Let's Find Common Ground on Guns

My father-in-law, Wilbert Knop, is a gun owner. A Southern Illinois farmer, "Grandpa Wib" owns a shotgun and two rifles that he uses rarely and stores in a safe place.

Pam Bosley lost her son to gun violence. A Chicago banker, Pam's son was killed in a drive-by shooting while helping a friend carry a drum set into a church concert. She wants her community to be a safe place.

Both Grandpa Wib and Pam must abide by the same gun laws. But they come at the issue from different perspectives.

These regional differences are on display in Springfield right now as the Illinois Legislature faces a court-ordered deadline. The U.S. Court of Appeals for the Seventh Circuit gave us until June to pass a law enabling some people to carry concealed, loaded firearms outside of their homes.

Because the state needs to get this law enacted quickly, and because opinions on firearms often differ based on where we live, I organized the Firearms Working Group for new members of the Illinois Legislature.

The members came from urban, suburban and rural parts of the state to listen and learn. We met with firearms owners, families of shooting victims, state and local law enforcement officials, advocates for the mentally ill, advocates for survivors of domestic violence, and many others.

Several working group members and I found common ground in a set of principles legislators should use to evaluate legislation.

For example, local input. Much attention is focused on whether our state will be a "shall issue" or a "may issue" state, a way of describing whether there is any discretion in the issuing of concealed carry permits. I agree with St. Clair State's Attorney Brendan Kelly who told us that the distinction is not as critical as it may seem.

A Maryland court recently upheld a law that requires applicants to demonstrate a specific need to receive a permit. The law blurs the line between permits that are automatically issued and permits issued on a discretionary basis. Illinois should also allow local sheriffs and police chiefs to provide input on applicants before the state issues a permit. The bottom line is that we need to focus less on labels and more on the content of the law.
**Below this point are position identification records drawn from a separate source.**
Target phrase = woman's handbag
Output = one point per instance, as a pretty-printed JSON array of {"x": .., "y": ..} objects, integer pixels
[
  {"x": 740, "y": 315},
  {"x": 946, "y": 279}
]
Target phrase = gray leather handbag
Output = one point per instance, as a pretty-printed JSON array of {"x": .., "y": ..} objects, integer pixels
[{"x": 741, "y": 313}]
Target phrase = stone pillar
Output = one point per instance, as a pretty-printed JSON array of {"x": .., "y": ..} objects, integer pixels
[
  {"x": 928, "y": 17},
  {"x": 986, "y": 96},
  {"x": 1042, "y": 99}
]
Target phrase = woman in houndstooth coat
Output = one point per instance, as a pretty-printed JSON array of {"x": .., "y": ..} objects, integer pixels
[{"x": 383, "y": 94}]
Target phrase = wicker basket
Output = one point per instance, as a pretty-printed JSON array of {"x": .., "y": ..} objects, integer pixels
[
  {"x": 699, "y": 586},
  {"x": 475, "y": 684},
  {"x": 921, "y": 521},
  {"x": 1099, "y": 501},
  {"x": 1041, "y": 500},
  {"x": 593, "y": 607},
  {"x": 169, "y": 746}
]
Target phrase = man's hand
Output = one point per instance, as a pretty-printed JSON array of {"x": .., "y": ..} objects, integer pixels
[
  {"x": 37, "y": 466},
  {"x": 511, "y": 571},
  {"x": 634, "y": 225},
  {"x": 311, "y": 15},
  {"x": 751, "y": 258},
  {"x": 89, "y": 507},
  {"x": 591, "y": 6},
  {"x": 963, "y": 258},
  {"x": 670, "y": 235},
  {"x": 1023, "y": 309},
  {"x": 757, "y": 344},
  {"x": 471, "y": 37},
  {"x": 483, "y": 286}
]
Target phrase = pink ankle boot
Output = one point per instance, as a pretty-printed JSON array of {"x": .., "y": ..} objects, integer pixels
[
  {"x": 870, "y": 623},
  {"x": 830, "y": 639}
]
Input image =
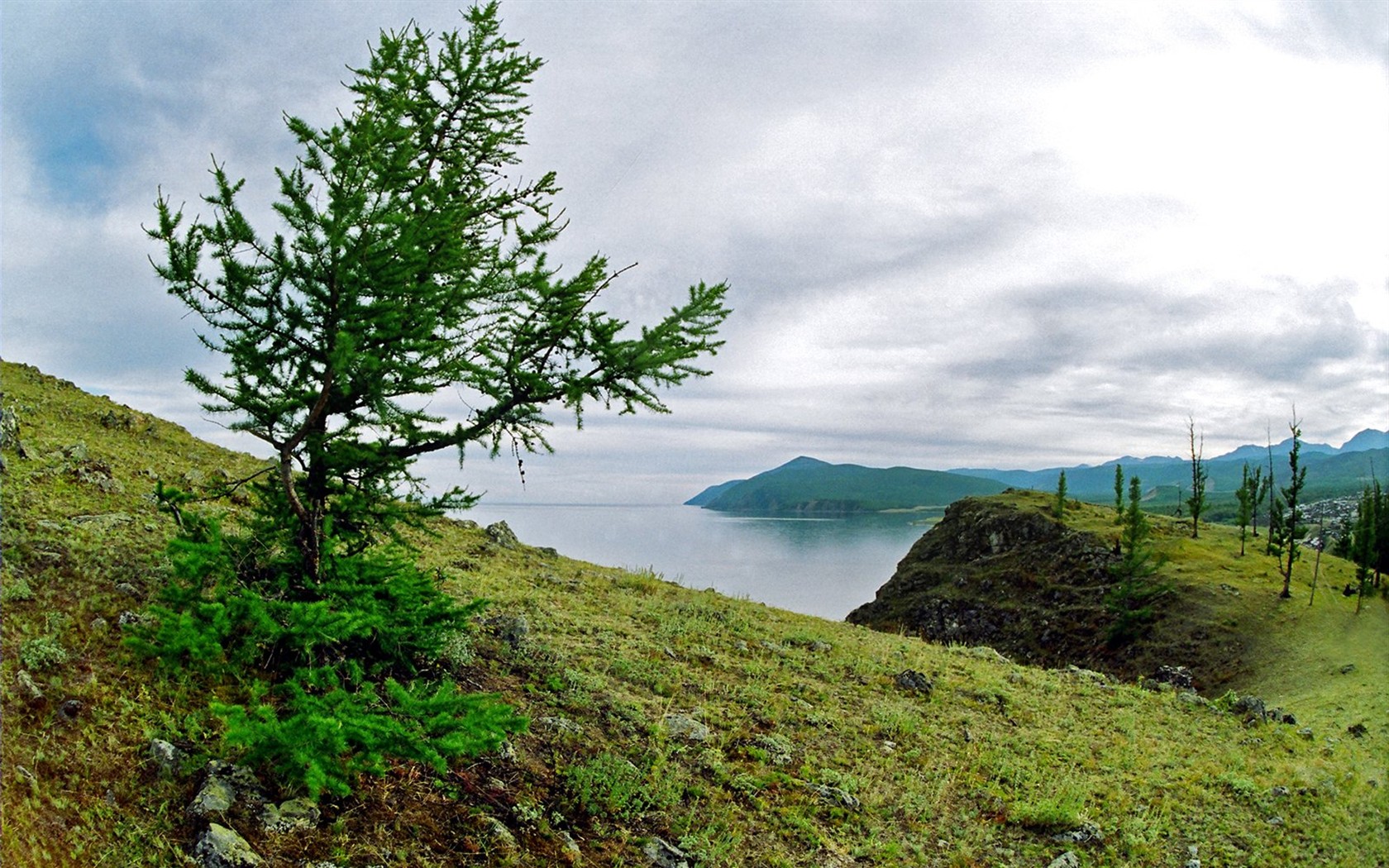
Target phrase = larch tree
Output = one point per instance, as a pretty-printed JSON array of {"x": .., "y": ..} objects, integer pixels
[
  {"x": 1289, "y": 532},
  {"x": 408, "y": 261},
  {"x": 1199, "y": 478}
]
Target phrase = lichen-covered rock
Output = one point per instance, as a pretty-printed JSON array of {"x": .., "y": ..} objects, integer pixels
[
  {"x": 222, "y": 847},
  {"x": 290, "y": 816},
  {"x": 685, "y": 727},
  {"x": 663, "y": 855},
  {"x": 167, "y": 757},
  {"x": 502, "y": 535}
]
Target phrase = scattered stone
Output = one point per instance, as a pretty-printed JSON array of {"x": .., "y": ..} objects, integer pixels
[
  {"x": 513, "y": 629},
  {"x": 499, "y": 832},
  {"x": 502, "y": 535},
  {"x": 167, "y": 757},
  {"x": 1178, "y": 677},
  {"x": 69, "y": 710},
  {"x": 915, "y": 682},
  {"x": 221, "y": 847},
  {"x": 560, "y": 724},
  {"x": 103, "y": 521},
  {"x": 26, "y": 686},
  {"x": 570, "y": 849},
  {"x": 1085, "y": 833},
  {"x": 1066, "y": 860},
  {"x": 289, "y": 816},
  {"x": 1252, "y": 707},
  {"x": 685, "y": 727},
  {"x": 982, "y": 651},
  {"x": 835, "y": 794},
  {"x": 778, "y": 747},
  {"x": 1088, "y": 675},
  {"x": 663, "y": 855},
  {"x": 224, "y": 786}
]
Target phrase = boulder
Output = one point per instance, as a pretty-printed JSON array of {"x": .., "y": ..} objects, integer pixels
[
  {"x": 222, "y": 847},
  {"x": 663, "y": 855}
]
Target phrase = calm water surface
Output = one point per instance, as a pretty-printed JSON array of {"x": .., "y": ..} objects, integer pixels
[{"x": 814, "y": 565}]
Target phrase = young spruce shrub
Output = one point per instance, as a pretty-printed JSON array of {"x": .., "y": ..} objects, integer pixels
[{"x": 332, "y": 680}]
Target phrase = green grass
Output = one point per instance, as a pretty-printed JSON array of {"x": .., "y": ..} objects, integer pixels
[{"x": 813, "y": 756}]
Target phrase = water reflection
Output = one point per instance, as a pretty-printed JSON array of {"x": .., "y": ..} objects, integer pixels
[{"x": 816, "y": 565}]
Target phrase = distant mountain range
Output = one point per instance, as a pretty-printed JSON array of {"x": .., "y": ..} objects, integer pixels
[
  {"x": 1329, "y": 471},
  {"x": 809, "y": 485}
]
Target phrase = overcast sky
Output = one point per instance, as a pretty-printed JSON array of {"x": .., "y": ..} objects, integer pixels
[{"x": 957, "y": 234}]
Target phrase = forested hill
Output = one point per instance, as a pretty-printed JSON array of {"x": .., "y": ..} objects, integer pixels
[
  {"x": 1331, "y": 471},
  {"x": 809, "y": 485}
]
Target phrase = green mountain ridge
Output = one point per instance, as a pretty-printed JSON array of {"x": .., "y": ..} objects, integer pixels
[{"x": 809, "y": 485}]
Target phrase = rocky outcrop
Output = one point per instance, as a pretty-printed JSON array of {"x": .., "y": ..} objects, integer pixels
[
  {"x": 1011, "y": 579},
  {"x": 1000, "y": 574}
]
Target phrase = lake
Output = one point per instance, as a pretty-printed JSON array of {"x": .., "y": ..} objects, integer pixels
[{"x": 820, "y": 567}]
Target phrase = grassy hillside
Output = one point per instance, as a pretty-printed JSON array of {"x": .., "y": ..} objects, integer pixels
[
  {"x": 741, "y": 733},
  {"x": 806, "y": 485}
]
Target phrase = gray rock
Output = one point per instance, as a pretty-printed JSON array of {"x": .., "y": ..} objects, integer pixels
[
  {"x": 26, "y": 686},
  {"x": 1252, "y": 707},
  {"x": 685, "y": 727},
  {"x": 224, "y": 786},
  {"x": 221, "y": 847},
  {"x": 560, "y": 724},
  {"x": 502, "y": 535},
  {"x": 69, "y": 710},
  {"x": 167, "y": 757},
  {"x": 216, "y": 796},
  {"x": 289, "y": 816},
  {"x": 1085, "y": 833},
  {"x": 513, "y": 629},
  {"x": 499, "y": 832},
  {"x": 663, "y": 855},
  {"x": 1178, "y": 677},
  {"x": 103, "y": 521},
  {"x": 835, "y": 794},
  {"x": 914, "y": 682},
  {"x": 778, "y": 747},
  {"x": 570, "y": 849}
]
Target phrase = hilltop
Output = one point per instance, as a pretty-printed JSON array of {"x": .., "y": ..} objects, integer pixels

Cost is another real consideration. The Illinois State Police administers Firearm Owner Identification cards to make sure that only those who are qualified can purchase guns in Illinois. Issuing concealed carry permits will require even more work, since permit holders will be able to take their loaded firearms beyond their homes and property. We need to make sure that those who seek a permit pay for the safety checks that protect us.

Finally, our group learned that for many residents of our state, safety and constitutionality are important, but they are not mutually exclusive ideas. From gun owners to grieving parents, Illinoisans respect our constitution and our deeply held desire for safety. They agree that we should conduct comprehensive background checks and deny permits to people with mental illness or histories of domestic abuse.

We must respect our constitutional rights to firearms in the same way we respect our constitutional right to freedom of speech. We guard our freedoms in this country, and often that means balancing competing freedoms. It's not easy, but we have a track record of making it work.

Let's use our freedom of speech to not just speak, but to listen. Let's listen to the realities of our rural relatives and grieving parents. Let's listen to Illinoisans who want a smart, safe, constitutional law for our state.